The exact composition of wasp venom is unknown.  From the wasp’s perspective, it stings to paralyse other insects that it wants to eat, or to warn off larger animals like me.  Wasps have been around for longer than humans and they are very effective predators, see Wasp Warriors.  However, it is not the poison that causes the allergic reaction.  Wasp venom contains a protein enzyme called hyaluronidase, which speeds up the dispersion through the body of any injected substance, by reducing the viscosity of hyaluronic acid that cushions the cells and increasing tissue permeability.  (Yes, hyaluronidase is used to break down hyaluronic acid based cosmetic fillers after people have had too much of it pumped into their faces to make them look younger!)  My allergic reaction was caused by the combination of hyaluronidase and histamine, which generated a systemic inflammatory response and the anti-histamine probably helped in this situation.  Adrenaline also stops the production of histamine, which is why people who know they are highly allergic carry Epipens.
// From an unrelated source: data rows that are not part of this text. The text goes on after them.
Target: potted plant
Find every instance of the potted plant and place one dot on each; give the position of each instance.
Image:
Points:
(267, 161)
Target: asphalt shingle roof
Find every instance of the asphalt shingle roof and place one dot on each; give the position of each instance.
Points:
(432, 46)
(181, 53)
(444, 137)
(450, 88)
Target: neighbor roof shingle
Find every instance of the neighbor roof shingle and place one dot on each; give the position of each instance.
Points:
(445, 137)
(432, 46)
But why do I have too much histamine in my body?  There are many  foods that contain histamine (and these foods are often involved in food allergies) but my intolerance most likely stems from the fact that I was on Zantac for 25 years, because of a stomach ulcer.  Zantac/Ranitidene, like its cousins Tagamet and Pepcid is a histamine blocker.  It targets the H2 histamine receptors, which are found in the stomach lining, heart, uterus, vascular smooth muscle cells and white blood cells.  It stops these cells responding to histamine, so that there is no inflammatory response from food or drink that would normally cause irritation.  The body naturally responds by producing more histamine, causing a permanent overload.  In addition these drugs, and others, actually deplete the levels of diamine oxidase in the body, which is primarily responsible fro breaking down histamine in the digestive tract.  I weaned myself off Zantac in 2010 and have had no pain or bleeds since and I’m able to eat and drink more liberally than I ever was while on Zantac.  I now need to look into how to reduce my baseline histamine levels – more on that in another post.

Apparently, most people who get an allergic reaction to wasp stings do not get it for bee stings, or vice versa.  It’s one or the other, so that’s a relief!

 

Natural pool update

We dug the natural pool in August last year, so that we could use the clay to build the house.  It is coming along nicely:

Pool-from-deck

IMG_2514

We made a sundeck out of local chestnut this spring, but it’s been to hot to sit out there.  We’ve had no rain for over six weeks and the water level goes down a couple of centimetres every day due to evaporation.  We are having to top the pool up every few days from the well.  We’re opening up the old well in the barn this week, to use for the garden and the pool, but we really need some rain now.